Similarly, The Modal Shop-A PCB Group Co. (Cincinnati, O.) is using two parts of P1451 to help it provide vibration and acoustic sensing solutions. Its LanSharc product is a STIM that comes in a 1451.1 and .2-compliant version and a 1451.4-compliant version. These are installed in a package that can accept Ethernet on one side and Modal sensors on the other to help make acoustical measurements.

‘P1451 means we don’t have to worry about the network, and can concentrate on measurements and reducing vibration,’ says Mark Schiefer, Modal’s senior scientist. ‘The common interface gives me a building block approach to measuring and control solutions. It saves an order of magnitude in time, space, and dollars.’

Dr. Bryzek adds that Maxim is developing a new line of silicon pressure sensors that will provide some basic TEDS in devices. They will likely be introduced in early 2000.

Other companies making P1451-related products include Endevco (San Juan Caspistrano, Calif.) that produces Smart Modal measurement system for model analysis. Smart Modal includes Smart Isotron accelerometers, with a built-in P1451.4-based TEDS, and Smart Isotron signal conditioner.

In the future, Mr. Lee adds TC9 will likely focus on other Ethernet-related applications and may work on standardizing some wireless sensor communications. He adds that interested parties should call him at NIST.

Dr. Warrior adds that 1451.2’s rich data set means it can be used, not just for analog data, but also for vectors, coordinate sets, time series, and Spectra-based applications.

‘I believe these P1451 efforts will result in a new generation of products that will jump the existing generation of buses for sensors, and go directly to Internet connectivity for the creation of global sensor and actuator networks,’ says Dr. Bryzek. ‘Fieldbus will be restricted to local plant control, but P1451 will be what you see wherever you go on a global scale. I don’t know of any other system that allows standardized transmission of information about the physical units these devices use for operation.’

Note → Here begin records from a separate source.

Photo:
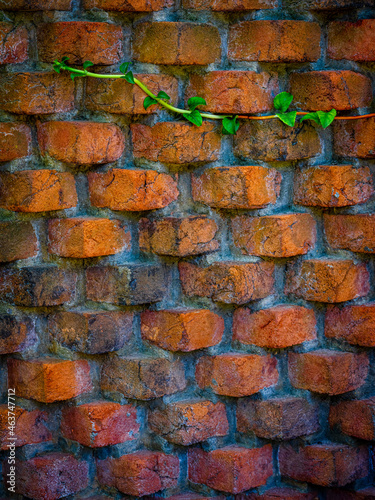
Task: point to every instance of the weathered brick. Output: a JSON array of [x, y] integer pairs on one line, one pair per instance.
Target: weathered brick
[[132, 190], [228, 282], [324, 90], [100, 423], [283, 235], [232, 469], [183, 39], [48, 379], [36, 93], [188, 422], [324, 464], [274, 41], [332, 186], [141, 473], [328, 372], [277, 327], [82, 142], [143, 378], [327, 280], [91, 332], [176, 142], [281, 418], [37, 190], [236, 187], [182, 329], [236, 375]]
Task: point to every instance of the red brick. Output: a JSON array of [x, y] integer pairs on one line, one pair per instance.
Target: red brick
[[188, 422], [178, 236], [176, 142], [281, 418], [183, 39], [276, 328], [100, 423], [332, 186], [272, 140], [324, 464], [274, 41], [181, 329], [91, 332], [324, 90], [143, 378], [82, 142], [237, 187], [48, 379], [328, 372], [51, 476], [283, 235], [327, 280], [232, 469], [131, 190], [234, 91], [37, 190], [356, 418], [100, 43], [36, 93], [236, 375], [84, 237]]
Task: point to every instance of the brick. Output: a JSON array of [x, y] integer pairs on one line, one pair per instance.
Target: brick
[[131, 190], [328, 372], [17, 241], [141, 473], [51, 476], [353, 41], [100, 43], [176, 142], [85, 143], [181, 329], [178, 236], [324, 464], [48, 379], [228, 282], [36, 93], [355, 418], [284, 235], [100, 423], [127, 285], [94, 332], [332, 186], [85, 237], [276, 327], [237, 187], [327, 280], [279, 418], [119, 97], [232, 469], [37, 191], [16, 334], [37, 286], [29, 426], [188, 422], [324, 90], [234, 91], [271, 140], [274, 41], [236, 375], [183, 39], [143, 378]]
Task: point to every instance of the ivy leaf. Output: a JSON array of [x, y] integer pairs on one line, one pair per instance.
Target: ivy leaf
[[282, 101]]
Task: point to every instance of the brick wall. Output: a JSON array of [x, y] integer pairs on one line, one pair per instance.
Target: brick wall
[[184, 314]]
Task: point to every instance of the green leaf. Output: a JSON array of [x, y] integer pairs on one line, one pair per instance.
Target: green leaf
[[282, 101]]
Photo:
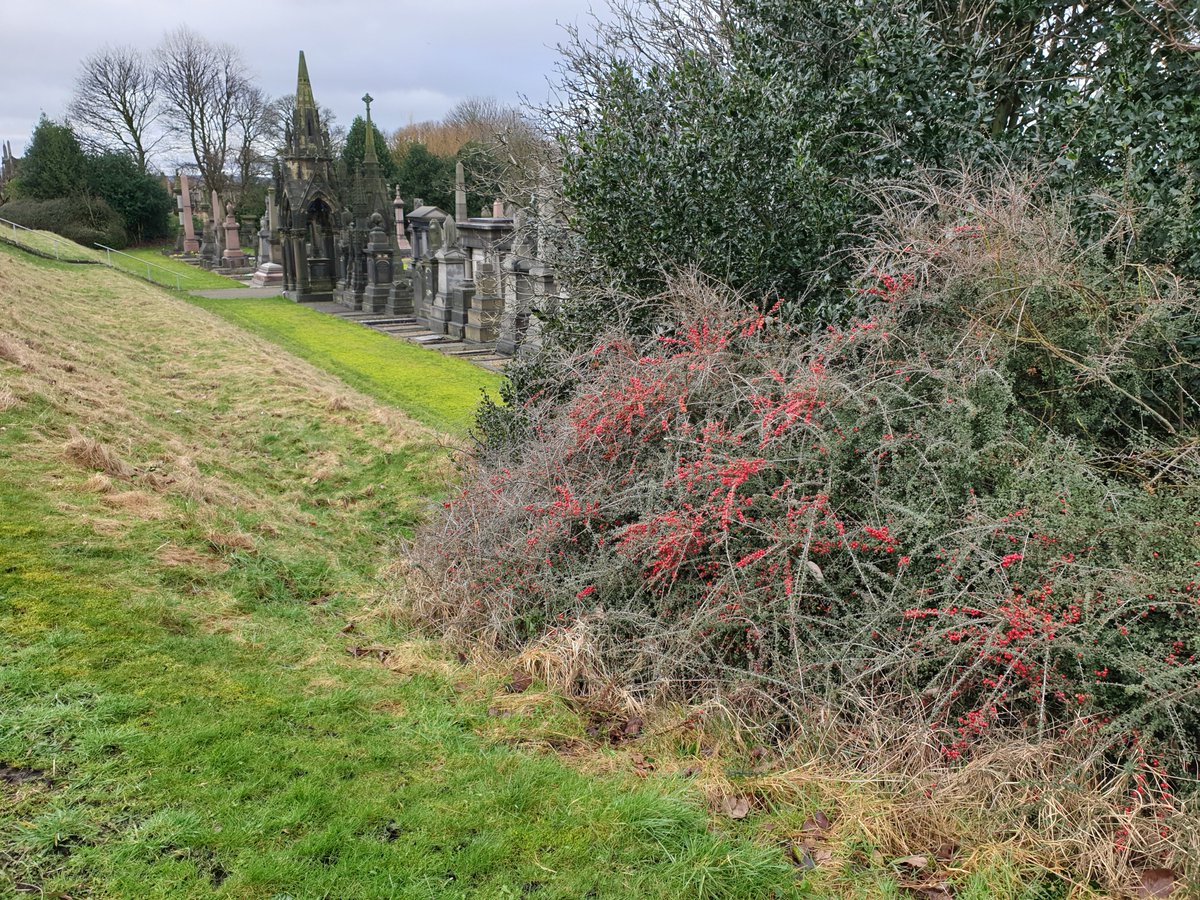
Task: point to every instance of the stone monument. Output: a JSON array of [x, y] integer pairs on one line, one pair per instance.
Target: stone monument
[[191, 245], [233, 257]]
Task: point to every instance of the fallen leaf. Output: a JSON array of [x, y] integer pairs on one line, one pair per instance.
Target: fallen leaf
[[935, 892], [520, 683], [1157, 882], [801, 858], [736, 807]]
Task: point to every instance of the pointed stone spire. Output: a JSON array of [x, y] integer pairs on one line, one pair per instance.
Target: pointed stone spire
[[304, 87], [460, 193], [369, 154], [307, 133]]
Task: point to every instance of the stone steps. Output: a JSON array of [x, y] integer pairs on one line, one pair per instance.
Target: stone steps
[[406, 328]]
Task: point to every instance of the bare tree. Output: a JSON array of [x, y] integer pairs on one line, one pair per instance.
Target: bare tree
[[114, 102], [256, 125], [201, 87]]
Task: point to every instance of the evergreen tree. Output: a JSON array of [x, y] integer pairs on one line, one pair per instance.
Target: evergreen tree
[[355, 147], [54, 163]]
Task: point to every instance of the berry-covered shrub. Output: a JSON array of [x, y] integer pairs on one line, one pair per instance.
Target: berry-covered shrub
[[975, 504]]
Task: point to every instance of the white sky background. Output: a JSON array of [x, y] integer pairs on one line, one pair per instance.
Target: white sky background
[[417, 58]]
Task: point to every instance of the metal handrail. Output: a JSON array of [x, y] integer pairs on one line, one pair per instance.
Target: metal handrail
[[15, 226], [108, 255]]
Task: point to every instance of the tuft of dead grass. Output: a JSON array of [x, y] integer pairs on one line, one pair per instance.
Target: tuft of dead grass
[[174, 556], [136, 502], [229, 541], [90, 454], [100, 483], [11, 351]]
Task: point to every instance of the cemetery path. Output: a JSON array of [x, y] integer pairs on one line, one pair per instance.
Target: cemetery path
[[238, 293]]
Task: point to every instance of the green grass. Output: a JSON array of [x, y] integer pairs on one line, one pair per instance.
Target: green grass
[[191, 277], [183, 763], [438, 390], [179, 715], [48, 243]]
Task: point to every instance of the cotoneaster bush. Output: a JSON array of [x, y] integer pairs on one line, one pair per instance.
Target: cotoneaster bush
[[971, 508]]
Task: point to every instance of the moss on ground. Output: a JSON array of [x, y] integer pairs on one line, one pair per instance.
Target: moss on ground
[[441, 391]]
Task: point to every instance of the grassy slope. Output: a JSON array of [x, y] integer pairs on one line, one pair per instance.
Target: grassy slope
[[192, 277], [178, 709], [437, 390], [49, 243]]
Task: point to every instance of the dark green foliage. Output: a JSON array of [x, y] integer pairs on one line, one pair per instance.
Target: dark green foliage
[[426, 175], [972, 505], [103, 198], [753, 150], [252, 199], [355, 148], [755, 161], [84, 220], [54, 163], [139, 199]]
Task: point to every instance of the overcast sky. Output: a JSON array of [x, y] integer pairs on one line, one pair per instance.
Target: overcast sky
[[417, 58]]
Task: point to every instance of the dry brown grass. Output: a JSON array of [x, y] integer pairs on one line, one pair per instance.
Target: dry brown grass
[[91, 454], [174, 556], [99, 483], [229, 541], [11, 351], [137, 503]]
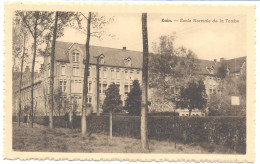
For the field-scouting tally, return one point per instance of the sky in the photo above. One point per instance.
(207, 40)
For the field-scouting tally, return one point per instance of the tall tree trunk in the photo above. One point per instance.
(33, 64)
(21, 80)
(144, 84)
(97, 83)
(110, 124)
(52, 71)
(85, 84)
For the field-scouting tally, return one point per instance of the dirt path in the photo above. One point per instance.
(40, 138)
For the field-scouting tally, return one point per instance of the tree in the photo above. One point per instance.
(36, 22)
(52, 69)
(194, 96)
(144, 108)
(133, 102)
(95, 28)
(112, 103)
(222, 70)
(170, 67)
(19, 52)
(220, 104)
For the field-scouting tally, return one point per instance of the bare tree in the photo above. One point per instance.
(85, 89)
(52, 70)
(19, 52)
(144, 108)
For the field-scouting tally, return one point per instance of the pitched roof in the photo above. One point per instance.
(113, 56)
(203, 65)
(116, 57)
(234, 65)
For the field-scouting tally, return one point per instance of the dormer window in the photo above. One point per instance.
(102, 59)
(210, 69)
(75, 57)
(128, 62)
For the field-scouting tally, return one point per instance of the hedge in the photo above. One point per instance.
(229, 131)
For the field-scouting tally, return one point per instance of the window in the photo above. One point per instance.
(102, 60)
(131, 87)
(112, 74)
(104, 88)
(118, 74)
(104, 73)
(62, 70)
(76, 86)
(89, 87)
(63, 85)
(126, 74)
(126, 89)
(75, 57)
(131, 75)
(138, 75)
(100, 73)
(128, 62)
(88, 71)
(75, 70)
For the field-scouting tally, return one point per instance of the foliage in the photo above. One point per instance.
(221, 104)
(62, 103)
(133, 102)
(20, 37)
(194, 95)
(112, 102)
(168, 66)
(222, 71)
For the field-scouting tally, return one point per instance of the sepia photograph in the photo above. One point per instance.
(143, 82)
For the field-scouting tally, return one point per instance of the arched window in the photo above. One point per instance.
(102, 59)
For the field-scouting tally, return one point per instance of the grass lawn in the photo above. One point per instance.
(42, 139)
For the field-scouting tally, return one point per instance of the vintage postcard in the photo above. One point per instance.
(129, 82)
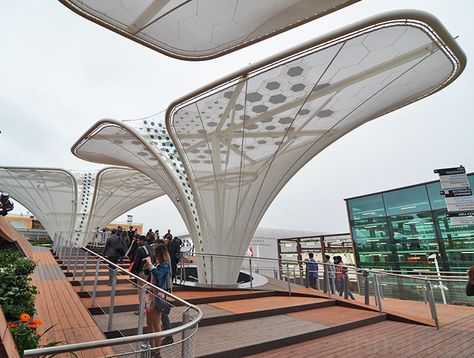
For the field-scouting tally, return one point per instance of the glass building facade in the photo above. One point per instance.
(400, 228)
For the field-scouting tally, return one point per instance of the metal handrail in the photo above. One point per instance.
(59, 240)
(349, 266)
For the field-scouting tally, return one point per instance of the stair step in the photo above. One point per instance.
(242, 338)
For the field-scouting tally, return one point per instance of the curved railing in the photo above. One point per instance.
(116, 319)
(369, 286)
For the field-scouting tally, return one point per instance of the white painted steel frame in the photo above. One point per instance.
(144, 146)
(180, 113)
(95, 198)
(202, 29)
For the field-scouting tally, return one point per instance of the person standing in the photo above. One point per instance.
(312, 271)
(161, 277)
(113, 250)
(470, 282)
(329, 271)
(174, 249)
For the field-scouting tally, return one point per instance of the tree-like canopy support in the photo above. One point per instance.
(236, 142)
(201, 29)
(76, 203)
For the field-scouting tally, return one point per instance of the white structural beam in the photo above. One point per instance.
(75, 203)
(201, 29)
(243, 137)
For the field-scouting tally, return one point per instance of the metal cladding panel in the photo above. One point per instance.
(75, 203)
(243, 138)
(50, 194)
(202, 29)
(117, 191)
(145, 146)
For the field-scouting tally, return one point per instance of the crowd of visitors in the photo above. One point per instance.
(154, 259)
(335, 270)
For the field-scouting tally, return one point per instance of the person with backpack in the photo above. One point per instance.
(174, 249)
(143, 251)
(113, 251)
(470, 282)
(312, 271)
(156, 314)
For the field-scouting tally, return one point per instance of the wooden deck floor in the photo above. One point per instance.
(389, 339)
(58, 304)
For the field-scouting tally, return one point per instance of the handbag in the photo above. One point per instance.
(162, 305)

Parts of IEEE P1451 Standard for a Smart Transducer Interface for Sensors and Actuators


What: Network-Capable Application Processor (NCAP) information model.

Function: Defines the common object model for smart transducers and tries to find the interface specifications to the components of that model. Proactively defining their behavior helps make devices network neutral and easier to configure.

Status: Approved as a standard, June 1999. Publication expected in early 2000


What: Transducer-to-microprocessor communications protocols and Transducer Electronic Data Sheet (TEDS) formats. Includes connection schemes listed as 1451.2.

Function: Defines interface standard for analog to digital communications

Status: Approved as a standard, Sept. 1997; published in 1998


What: Digital Communication and TEDS formats for distributed multidrop systems

Function: Seeking to use 1451.2 as baseline for developing TEDS for distributed multidrop network systems that use higher bandwidth data.

Status: May be approved by summer 2000.


What: Mixed-mode communication protocols and TEDS formats for piezoelectric devices

Function: Trying to define mixed-mode communications that will use reversed polarity to allow first the digital transmisssion of TEDS data, and then the sending of an analog transducer signal over the same two wires.